In short, both Hayek's monetary theory and his capital theory are incorrect.

Qualitative stories about the embodiment in capital goods of misaligned plans are, perhaps, the best one can get from Hayek's capital theory. Ludwig Lachmann and Peter Lewin are my favorite Austrian-school economists to read on this point. (Did Lachmann have any enduring effect on mainstream economics?) But it is hard to quantitatively estimate the effects of such misalignments, and I don't find convincing that recovering from these misalignments are the source of the largest worldwide business cycles that we have seen. Anyways, I prefer Joan Robinson on capital theory in disequilibrium.

The importance one should assign the clash between Hayek and Keynes in the history of macroeconomics seems to me to depend crucially on the impact of Hayek on mainstream views of Keynes' General Theory. But Hayek had no such impact. Hayek tried to address the General Theory in his Pure Theory of Capital. But Hayek's book was ignored at the time and is generally considered a failure. About the only thing else Hayek had to say about Keynes's General Theory occurred in interviews and other transient popular pieces. So, whatever you may think about the worth of Hayek's writings, where can you locate their impact?

Monday, December 05, 2011

Walras's Law Is False

1.0 Introduction

I have asserted that the distribution of income is determined by political power, not by intertemporal utility-maximization. Interest rates are not the result of individual decisions trading off consumption at future dates against consumption now.

Is it not a consequence of this view that Walras's law does not apply to capitalist economies?

2.0 On the Derivation of Walras's Law

Walras's law states that the sum of excess demand across all goods is zero:

p z(p) = p1z1(p) + p2z2(p) + ... + pnzn(p) = 0
The excess demand for the jth good is the difference between the demand and supply of that good at the set of prices at which these functions are being evaluated:
zj(p) = dj(p1, p2, ..., pn) - sj(p1, p2, ..., pn)
And supply and demand functions for each market are found by summing over the supplies and demands for all individuals. But individual supply and demand functions are derived from the theory of utility-maximization, given the initial distribution of the endowments of all goods.

3.0 Macroeconomic Reasoning With Walras's Law

Don Patinkin considered an economy in which n - 1 commodities and "money" are traded.
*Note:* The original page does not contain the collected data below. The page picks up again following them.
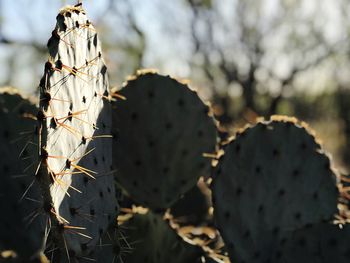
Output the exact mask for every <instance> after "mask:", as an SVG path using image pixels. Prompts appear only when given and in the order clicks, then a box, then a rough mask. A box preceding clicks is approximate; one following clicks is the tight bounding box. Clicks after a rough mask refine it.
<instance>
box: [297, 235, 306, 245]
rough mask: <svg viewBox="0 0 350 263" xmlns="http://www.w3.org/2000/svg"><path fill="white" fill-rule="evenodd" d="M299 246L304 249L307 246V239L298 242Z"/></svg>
mask: <svg viewBox="0 0 350 263" xmlns="http://www.w3.org/2000/svg"><path fill="white" fill-rule="evenodd" d="M298 245H299V246H301V247H304V246H305V245H306V240H305V238H303V237H302V238H300V239H299V240H298Z"/></svg>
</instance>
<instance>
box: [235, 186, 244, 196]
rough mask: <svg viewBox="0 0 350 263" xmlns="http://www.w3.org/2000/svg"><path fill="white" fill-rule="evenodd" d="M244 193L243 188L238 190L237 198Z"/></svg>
mask: <svg viewBox="0 0 350 263" xmlns="http://www.w3.org/2000/svg"><path fill="white" fill-rule="evenodd" d="M242 193H243V190H242V188H240V187H238V188H237V189H236V195H237V196H240V195H241V194H242Z"/></svg>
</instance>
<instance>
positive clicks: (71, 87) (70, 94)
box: [36, 5, 118, 261]
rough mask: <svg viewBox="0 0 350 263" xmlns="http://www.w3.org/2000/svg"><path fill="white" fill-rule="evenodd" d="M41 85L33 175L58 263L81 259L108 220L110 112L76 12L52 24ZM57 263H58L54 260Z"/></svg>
mask: <svg viewBox="0 0 350 263" xmlns="http://www.w3.org/2000/svg"><path fill="white" fill-rule="evenodd" d="M48 49H49V54H50V57H49V60H48V62H46V64H45V71H44V76H43V78H42V79H41V81H40V109H39V112H38V115H37V116H38V123H39V140H40V164H39V168H38V171H37V174H36V177H37V178H38V181H39V182H40V185H41V188H42V192H43V197H44V200H45V204H46V207H47V209H46V211H48V212H49V214H50V217H51V220H52V228H51V237H52V240H54V244H55V246H56V247H59V248H61V252H62V253H57V255H54V257H55V260H58V261H59V260H62V258H64V257H65V255H64V253H66V254H68V256H69V257H78V258H79V257H81V256H83V255H86V254H88V253H90V252H91V251H93V250H94V247H95V245H96V244H97V242H98V241H99V239H100V237H101V236H102V234H103V233H104V231H105V230H106V229H107V227H108V225H109V224H110V222H112V221H113V220H114V218H115V214H116V210H118V206H117V203H116V199H115V188H114V181H113V175H112V172H111V170H110V169H111V164H112V158H111V155H112V148H111V143H110V142H111V141H110V140H111V139H110V137H111V130H110V129H111V108H110V102H109V85H108V77H107V68H106V66H105V63H104V61H103V58H102V54H101V47H100V42H99V39H98V37H97V34H96V32H95V29H94V27H93V26H92V24H91V22H90V21H89V20H88V19H87V17H86V14H85V11H84V10H83V8H82V7H81V5H77V6H74V7H72V6H68V7H66V8H64V9H62V10H61V11H60V13H59V15H58V16H57V24H56V28H55V29H54V31H53V32H52V37H51V38H50V40H49V41H48ZM60 258H61V259H60Z"/></svg>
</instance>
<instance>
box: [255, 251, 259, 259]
mask: <svg viewBox="0 0 350 263" xmlns="http://www.w3.org/2000/svg"><path fill="white" fill-rule="evenodd" d="M253 257H254V258H255V259H259V258H260V252H259V251H256V252H254V255H253Z"/></svg>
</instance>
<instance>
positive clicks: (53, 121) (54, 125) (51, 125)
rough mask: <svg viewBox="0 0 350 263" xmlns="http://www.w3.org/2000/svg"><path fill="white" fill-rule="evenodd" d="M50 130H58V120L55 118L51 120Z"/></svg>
mask: <svg viewBox="0 0 350 263" xmlns="http://www.w3.org/2000/svg"><path fill="white" fill-rule="evenodd" d="M50 128H52V129H56V128H57V120H56V119H55V118H51V120H50Z"/></svg>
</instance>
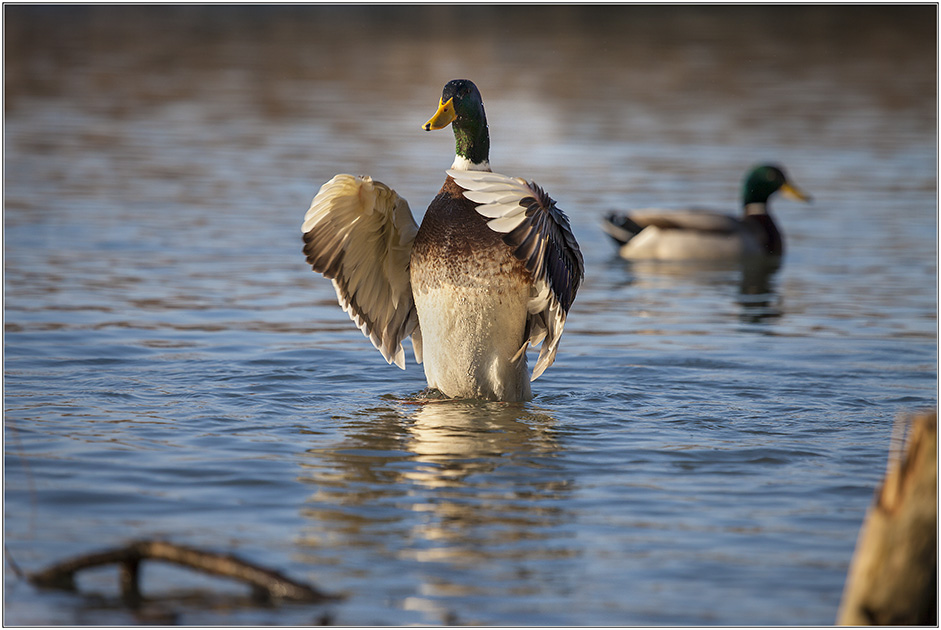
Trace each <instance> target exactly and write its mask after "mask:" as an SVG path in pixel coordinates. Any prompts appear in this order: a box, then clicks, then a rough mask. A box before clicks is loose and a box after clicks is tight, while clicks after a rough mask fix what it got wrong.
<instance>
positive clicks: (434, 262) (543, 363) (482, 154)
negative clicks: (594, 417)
mask: <svg viewBox="0 0 941 630" xmlns="http://www.w3.org/2000/svg"><path fill="white" fill-rule="evenodd" d="M448 125H451V127H452V128H453V130H454V140H455V156H454V162H453V164H452V165H451V168H450V169H449V170H447V171H446V174H447V176H446V178H445V180H444V185H443V186H442V187H441V190H440V191H439V192H438V195H437V196H436V197H435V198H434V199H433V200H432V202H431V204H430V205H429V206H428V210H427V211H426V212H425V216H424V219H423V220H422V223H421V227H418V226H417V225H416V223H415V220H414V219H413V218H412V213H411V210H410V209H409V206H408V203H407V202H406V201H405V199H403V198H402V197H400V196H399V195H398V194H397V193H396V192H395V191H394V190H393V189H391V188H389V187H388V186H386V185H385V184H383V183H381V182H378V181H375V180H373V179H372V178H371V177H368V176H358V177H357V176H353V175H342V174H341V175H337V176H336V177H334V178H333V179H331V180H330V181H328V182H327V183H326V184H324V185H323V187H321V189H320V191H319V192H318V193H317V195H316V196H315V197H314V199H313V201H312V202H311V205H310V209H309V210H308V211H307V214H306V215H305V216H304V222H303V226H302V231H303V232H304V253H305V255H306V256H307V262H308V263H310V265H311V266H312V267H313V269H314V271H317V272H319V273H321V274H323V275H324V276H325V277H327V278H329V279H331V280H332V281H333V286H334V288H335V289H336V293H337V301H338V302H339V303H340V306H342V307H343V310H344V311H346V312H347V313H349V315H350V318H351V319H352V320H353V321H354V322H355V323H356V325H357V326H358V327H359V328H360V330H362V331H363V334H365V335H366V336H367V337H369V339H370V341H372V343H373V345H374V346H375V347H376V348H377V349H378V350H379V352H381V353H382V356H383V357H384V358H385V359H386V361H387V362H388V363H389V364H392V363H395V365H397V366H398V367H400V368H402V369H405V356H404V351H403V349H402V340H403V339H405V338H406V337H409V336H411V338H412V348H413V350H414V353H415V360H416V362H418V363H423V365H424V369H425V378H426V380H427V382H428V387H429V388H431V389H436V390H438V391H439V392H440V393H442V394H444V395H445V396H447V397H450V398H477V399H486V400H500V401H524V400H530V399H531V398H532V390H531V387H530V380H535V379H536V378H538V377H539V375H541V374H542V373H543V371H544V370H545V369H546V368H547V367H549V366H550V365H552V363H553V361H554V360H555V355H556V351H557V349H558V346H559V339H560V337H561V335H562V329H563V327H564V326H565V319H566V316H567V315H568V311H569V308H570V307H571V305H572V302H573V300H574V299H575V293H576V292H577V291H578V287H579V284H580V283H581V280H582V278H583V276H584V262H583V260H582V255H581V252H580V251H579V248H578V243H577V242H576V241H575V236H574V235H573V234H572V229H571V227H570V226H569V221H568V219H567V218H566V216H565V214H564V213H563V212H562V211H561V210H560V209H559V208H558V207H556V204H555V201H553V200H552V199H551V198H550V197H549V195H547V194H546V193H545V192H544V191H543V189H542V188H540V187H539V186H537V185H536V184H535V183H532V182H527V181H526V180H523V179H520V178H515V177H508V176H506V175H500V174H498V173H494V172H492V171H491V170H490V162H489V151H490V134H489V131H488V129H487V117H486V115H485V114H484V106H483V100H482V99H481V96H480V92H479V91H478V89H477V86H475V85H474V84H473V83H472V82H471V81H468V80H466V79H456V80H454V81H450V82H449V83H448V84H447V85H445V86H444V90H443V91H442V94H441V98H440V100H439V102H438V109H437V111H436V112H435V114H434V115H433V116H432V117H431V119H430V120H429V121H428V122H426V123H425V124H424V127H423V128H424V129H425V130H426V131H430V130H436V129H444V128H445V127H447V126H448ZM538 344H542V346H541V351H540V353H539V358H538V359H537V361H536V365H535V368H534V369H533V373H532V378H531V379H530V378H529V376H528V367H527V359H526V349H527V348H528V347H529V346H530V345H533V346H535V345H538Z"/></svg>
"For the amount of excess demand for money equals the aggregate value of the amounts of excess supplies of commodities." -- Don Patinkin, Money, Interest, and Prices (2nd edition, Harper and Row, 1965)
I believe Patinkin's approach can be seen as building on J. R. Hicks's Value and Capital (2nd edition, Oxford University Press, 1946). Hicks included demands for both money and other securities in his General Equilibrium approach.

One can argue that the world economy is currently in a disequilibrium; both labor and produced commodities are in excess supply. Thus, by Walras's law, there must be an excess demand for money. And it is the job of monetary authorities, such as the United States's Federal Reserve, to meet that demand, by flooding the market with money while this disequilibrium exists. At least, this is the argument of prominent mainstream "Keynesians", such as Brad DeLong and Paul Krugman (suggestions for links to their blogs here are welcome).

4.0 Conclusion

Keynes's emphasis on fundamental uncertainty is arguably incompatible with the explanation of the demand for money by intertemporal utility-maximizing in a model of General Equilibrium. Thus, the above justification of "Keynesian" monetary policy, based on Walras's law, does not harmonize with Keynes's theory.